The Sultans of Delhi came from relatively humble origins. They were slaves who rose to become generals in the armies of the Afghan ruler Muizz al-Din Ghuri. Their transformation into rulers of a kingdom of great political influence in North India was a slow and discontinuous process that occurred through the thirteenth century.
For the better part of that century, there were many centres of social and political power in the early Delhi Sultanate. There were military commanders with contending political ambitions, as well as urban elites with contrasting social constituencies, religious ideologies, and personal commitments. Such people did not always support authoritarian interventions seeking to create a monolithic state.
So, for decades, the Sultanate seemed to disappear from political reckoning, and its resurrections were more in the nature of reincarnations. It made its periodic reappearances in bodily forms different from those of its precursors. Ultimately, the Delhi Sultanate survived not just because of the political and military acumen of its rulers and military agents, but because of the ideological investment of a variety of Muslim émigrés that saw the Delhi Sultanate as a sanctuary for Muslims during the period of Mongol holocaust.
In The Emergence of the Delhi Sultanate, Sunil Kumar charts the history of the structures that sustained and challenged this regime, and of the underlying ideologies—eliding its sometimes ephemeral form—that gave meaning to the idea of the Delhi Sultanate.

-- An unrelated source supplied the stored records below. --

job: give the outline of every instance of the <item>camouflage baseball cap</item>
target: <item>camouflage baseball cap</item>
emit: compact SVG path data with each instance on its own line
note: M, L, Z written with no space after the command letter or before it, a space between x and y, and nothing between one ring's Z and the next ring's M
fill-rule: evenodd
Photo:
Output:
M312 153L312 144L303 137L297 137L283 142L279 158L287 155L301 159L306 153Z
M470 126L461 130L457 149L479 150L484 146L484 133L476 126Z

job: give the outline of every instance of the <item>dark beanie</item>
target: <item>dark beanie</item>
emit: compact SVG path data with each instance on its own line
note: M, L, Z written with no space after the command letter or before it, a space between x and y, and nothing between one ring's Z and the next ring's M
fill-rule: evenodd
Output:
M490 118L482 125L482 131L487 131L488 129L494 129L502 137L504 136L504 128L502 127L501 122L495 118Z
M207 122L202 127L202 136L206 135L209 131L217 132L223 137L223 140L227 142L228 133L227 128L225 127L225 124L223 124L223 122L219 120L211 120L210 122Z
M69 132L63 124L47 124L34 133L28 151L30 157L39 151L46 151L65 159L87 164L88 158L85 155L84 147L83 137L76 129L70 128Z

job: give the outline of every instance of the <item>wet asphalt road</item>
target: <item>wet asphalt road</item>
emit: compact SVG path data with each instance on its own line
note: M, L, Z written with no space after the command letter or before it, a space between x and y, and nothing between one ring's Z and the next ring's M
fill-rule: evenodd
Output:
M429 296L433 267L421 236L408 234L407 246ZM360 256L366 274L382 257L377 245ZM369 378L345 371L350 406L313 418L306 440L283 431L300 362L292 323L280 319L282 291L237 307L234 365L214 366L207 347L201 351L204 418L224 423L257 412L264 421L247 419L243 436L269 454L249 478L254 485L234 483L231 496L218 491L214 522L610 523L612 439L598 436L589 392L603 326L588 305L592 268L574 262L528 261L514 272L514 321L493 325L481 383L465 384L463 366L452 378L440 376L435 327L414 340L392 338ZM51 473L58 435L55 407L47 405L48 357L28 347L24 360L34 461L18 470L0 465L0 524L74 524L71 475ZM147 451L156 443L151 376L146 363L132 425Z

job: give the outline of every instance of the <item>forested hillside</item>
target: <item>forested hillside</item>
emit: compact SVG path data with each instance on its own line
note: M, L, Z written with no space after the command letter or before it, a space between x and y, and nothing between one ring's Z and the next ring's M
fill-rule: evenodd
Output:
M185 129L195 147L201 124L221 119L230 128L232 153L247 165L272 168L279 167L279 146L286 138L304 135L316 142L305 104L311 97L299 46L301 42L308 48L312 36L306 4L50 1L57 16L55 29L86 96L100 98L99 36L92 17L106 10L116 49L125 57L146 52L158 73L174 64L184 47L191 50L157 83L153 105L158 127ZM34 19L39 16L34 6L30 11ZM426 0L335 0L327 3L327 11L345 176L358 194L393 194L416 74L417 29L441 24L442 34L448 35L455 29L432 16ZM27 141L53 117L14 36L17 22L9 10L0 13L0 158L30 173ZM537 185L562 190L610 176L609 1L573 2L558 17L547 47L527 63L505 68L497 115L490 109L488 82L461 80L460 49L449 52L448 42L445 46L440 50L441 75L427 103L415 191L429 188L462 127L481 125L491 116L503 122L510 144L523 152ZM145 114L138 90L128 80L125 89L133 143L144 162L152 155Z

SUNIL KUMAR is a Reader in Medieval History at the History Department, Delhi University. His Ph.D. was at Duke University, USA, and his publications include The Present in Delhi’s Pasts; an edited volume, Demolishing Myths or Mosques and Temples? Readings on History and Temple Desecration in Medieval India; and a forthcoming book provisionally titled Sites of Power and Resistance: A Study of Sultanate Monumental Architecture. He is also the managing editor of the Indian Economic and Social History Review.